Understanding the grammar / working with it

If you don't need to use record field access or predicate declarations, you can paste the grammar into the playground (https://langium.org/playground/) to see the generated parser in action.

To build / generate

If you do need either of those:

npm install
npm run langium:generate
npm run build

Working with it

After building:

  • To see what the grammar looks like, you can generate a railroad diagram from VSCode, using the Langium VSCode extension.
  • To print to std out and save to disk a human-readable version of the concrete syntax (i.e., a version without the metadata): node ./bin/cli toMinimalAst <lam4program filename>.l4
  • To do that for a version of the concrete syntax that includes source text metadata: node ./bin/cli toAstWithSrcMetadata <lam4program filename>.l4
    • Note that this is still more like concrete than abstract syntax --- I hope to be able to do that desugaring / simplfiying within the next 1-1.5 weeks. I'll aim to target Andres' AST for concrete evaluation, but I'll probably also experiment with another version on the side that has a few more constructs for symbolic execution.
  • To generate a VSCode extension: vsce package

Noteworthy TODOs

Backlog

Typechecker, evaluator, backend related

The type checker is currently implemented in Typescript, but in the medium term I want to just move that to the Haskell backend.
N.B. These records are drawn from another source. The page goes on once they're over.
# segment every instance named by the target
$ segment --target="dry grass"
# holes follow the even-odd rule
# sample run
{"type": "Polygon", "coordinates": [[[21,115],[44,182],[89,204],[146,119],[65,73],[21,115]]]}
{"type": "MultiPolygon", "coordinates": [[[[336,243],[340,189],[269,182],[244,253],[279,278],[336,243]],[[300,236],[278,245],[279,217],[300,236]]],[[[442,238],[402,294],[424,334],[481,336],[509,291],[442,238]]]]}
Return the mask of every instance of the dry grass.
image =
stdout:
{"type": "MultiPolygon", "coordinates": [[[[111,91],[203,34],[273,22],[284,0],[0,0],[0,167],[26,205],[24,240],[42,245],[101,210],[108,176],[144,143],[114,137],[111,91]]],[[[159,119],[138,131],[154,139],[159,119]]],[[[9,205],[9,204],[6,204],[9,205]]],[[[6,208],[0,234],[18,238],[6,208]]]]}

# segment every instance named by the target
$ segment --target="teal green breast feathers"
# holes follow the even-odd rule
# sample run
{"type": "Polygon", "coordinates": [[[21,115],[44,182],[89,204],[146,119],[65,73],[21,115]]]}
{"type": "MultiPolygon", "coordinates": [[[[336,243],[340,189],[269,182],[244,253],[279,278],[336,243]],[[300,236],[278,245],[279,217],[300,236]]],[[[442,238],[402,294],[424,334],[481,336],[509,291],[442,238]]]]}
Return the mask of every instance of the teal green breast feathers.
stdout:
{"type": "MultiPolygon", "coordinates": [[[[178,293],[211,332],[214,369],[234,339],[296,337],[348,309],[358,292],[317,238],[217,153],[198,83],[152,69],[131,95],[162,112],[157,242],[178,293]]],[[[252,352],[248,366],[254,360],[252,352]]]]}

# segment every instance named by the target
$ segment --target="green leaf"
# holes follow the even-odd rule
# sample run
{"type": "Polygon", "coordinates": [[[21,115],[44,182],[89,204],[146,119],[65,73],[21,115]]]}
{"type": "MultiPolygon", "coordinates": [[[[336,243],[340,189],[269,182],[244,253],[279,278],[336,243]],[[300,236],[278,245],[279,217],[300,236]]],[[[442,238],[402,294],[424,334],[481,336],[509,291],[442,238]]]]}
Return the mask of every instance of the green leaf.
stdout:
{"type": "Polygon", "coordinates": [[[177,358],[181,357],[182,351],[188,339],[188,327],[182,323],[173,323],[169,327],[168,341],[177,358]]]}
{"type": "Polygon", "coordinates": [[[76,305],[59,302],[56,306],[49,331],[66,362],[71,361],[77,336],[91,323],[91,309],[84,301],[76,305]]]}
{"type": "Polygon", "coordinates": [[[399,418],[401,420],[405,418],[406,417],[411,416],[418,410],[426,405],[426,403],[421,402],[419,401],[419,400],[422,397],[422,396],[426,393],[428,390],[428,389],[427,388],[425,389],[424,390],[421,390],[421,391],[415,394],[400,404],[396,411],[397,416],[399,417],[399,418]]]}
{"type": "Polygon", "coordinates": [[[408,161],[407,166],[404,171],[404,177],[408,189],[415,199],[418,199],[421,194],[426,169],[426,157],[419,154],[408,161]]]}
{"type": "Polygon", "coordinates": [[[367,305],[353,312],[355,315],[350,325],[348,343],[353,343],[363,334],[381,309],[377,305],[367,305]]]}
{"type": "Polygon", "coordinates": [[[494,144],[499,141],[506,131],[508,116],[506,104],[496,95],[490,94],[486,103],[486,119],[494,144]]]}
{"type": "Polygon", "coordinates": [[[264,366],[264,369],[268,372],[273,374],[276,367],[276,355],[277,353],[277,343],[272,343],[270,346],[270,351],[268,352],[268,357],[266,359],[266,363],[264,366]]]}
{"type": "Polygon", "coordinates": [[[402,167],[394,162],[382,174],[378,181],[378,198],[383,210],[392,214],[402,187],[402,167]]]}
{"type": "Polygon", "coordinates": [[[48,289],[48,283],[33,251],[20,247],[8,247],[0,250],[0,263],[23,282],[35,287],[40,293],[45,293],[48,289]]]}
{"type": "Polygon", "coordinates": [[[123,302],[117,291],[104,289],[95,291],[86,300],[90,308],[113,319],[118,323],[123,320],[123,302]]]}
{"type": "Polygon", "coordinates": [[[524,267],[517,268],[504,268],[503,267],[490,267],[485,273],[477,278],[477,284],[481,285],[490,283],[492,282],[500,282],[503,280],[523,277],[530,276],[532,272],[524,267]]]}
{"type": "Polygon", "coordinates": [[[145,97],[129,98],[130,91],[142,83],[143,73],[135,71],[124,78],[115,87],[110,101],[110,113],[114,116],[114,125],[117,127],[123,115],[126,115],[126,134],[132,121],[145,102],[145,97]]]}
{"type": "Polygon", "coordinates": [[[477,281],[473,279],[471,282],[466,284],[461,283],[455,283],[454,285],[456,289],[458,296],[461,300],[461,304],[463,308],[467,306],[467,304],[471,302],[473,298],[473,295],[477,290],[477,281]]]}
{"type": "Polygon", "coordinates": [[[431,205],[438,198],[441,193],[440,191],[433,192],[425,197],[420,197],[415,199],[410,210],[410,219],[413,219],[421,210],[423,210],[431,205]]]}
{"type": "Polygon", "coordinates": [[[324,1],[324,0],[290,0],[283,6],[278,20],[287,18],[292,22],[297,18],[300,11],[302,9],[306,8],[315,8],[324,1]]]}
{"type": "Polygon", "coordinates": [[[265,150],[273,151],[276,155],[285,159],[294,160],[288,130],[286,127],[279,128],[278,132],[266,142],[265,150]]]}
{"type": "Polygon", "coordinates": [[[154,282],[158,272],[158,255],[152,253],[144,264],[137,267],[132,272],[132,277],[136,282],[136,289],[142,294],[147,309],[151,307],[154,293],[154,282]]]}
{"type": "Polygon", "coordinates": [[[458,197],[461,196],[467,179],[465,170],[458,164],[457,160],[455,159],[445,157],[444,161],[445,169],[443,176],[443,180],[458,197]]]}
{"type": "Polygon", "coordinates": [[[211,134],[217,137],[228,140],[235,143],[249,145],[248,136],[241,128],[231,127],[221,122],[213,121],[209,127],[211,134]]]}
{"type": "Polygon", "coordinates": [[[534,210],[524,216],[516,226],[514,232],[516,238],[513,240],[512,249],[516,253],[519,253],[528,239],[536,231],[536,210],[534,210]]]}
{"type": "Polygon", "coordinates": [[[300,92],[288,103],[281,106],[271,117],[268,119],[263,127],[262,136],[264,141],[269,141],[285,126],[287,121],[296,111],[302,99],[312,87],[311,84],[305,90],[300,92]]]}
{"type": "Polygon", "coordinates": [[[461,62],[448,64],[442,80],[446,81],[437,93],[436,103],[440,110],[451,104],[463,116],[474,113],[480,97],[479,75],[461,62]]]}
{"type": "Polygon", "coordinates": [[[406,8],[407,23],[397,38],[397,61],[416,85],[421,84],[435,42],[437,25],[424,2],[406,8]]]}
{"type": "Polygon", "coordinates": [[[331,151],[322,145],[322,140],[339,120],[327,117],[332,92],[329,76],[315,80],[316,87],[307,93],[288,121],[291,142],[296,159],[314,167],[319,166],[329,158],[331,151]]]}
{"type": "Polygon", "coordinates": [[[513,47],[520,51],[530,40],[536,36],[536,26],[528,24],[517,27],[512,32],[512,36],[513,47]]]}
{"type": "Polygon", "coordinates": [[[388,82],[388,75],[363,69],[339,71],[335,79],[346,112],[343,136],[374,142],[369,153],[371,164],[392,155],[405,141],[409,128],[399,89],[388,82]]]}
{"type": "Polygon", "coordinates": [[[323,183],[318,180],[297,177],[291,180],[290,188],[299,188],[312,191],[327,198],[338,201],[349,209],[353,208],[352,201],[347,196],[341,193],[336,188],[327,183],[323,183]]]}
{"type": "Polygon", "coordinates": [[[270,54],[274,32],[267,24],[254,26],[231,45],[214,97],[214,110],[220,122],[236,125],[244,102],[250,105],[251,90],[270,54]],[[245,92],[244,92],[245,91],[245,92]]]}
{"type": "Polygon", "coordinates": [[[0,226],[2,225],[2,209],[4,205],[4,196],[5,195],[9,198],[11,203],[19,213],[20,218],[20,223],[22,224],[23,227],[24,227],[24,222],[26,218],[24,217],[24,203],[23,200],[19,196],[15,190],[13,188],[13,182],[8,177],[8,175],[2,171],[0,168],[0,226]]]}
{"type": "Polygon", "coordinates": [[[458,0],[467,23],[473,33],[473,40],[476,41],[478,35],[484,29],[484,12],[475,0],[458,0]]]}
I also want to have some kind of JSON RPC going with the Haskell backend, so that we'll be able to, e.g., parse the program, run the evaluator, and see nice feedback in a webview, all within the IDE.

Parser

  1. Try cutting down on symbols like braces if this is something that would confuse non-technical users

Right now the data modelling sublanguage uses braces to disambiguate scope.

GENERAL_METADATA_FOR_TYPES {
  description: "A reasonably simple example of a (mini-)L4 data model"

  nestedMetadata: {
    nestedKey: true
  }
}

When time permits -- e.g., shortly after the first end-to-end system is done --- we should try cutting down on symbols like braces if that will confuse non-professional programmers. EG, we could instead go for something that uses indentation:

GENERAL_METADATA_FOR_TYPES:
  description: "A reasonably simple example of a (mini-)L4 data model"

  nestedMetadata:
    nestedKey: true

This is already possible with Langium; I just haven't done it because it requires a bit more effort and would complicate the codebase more than I would like at this stage.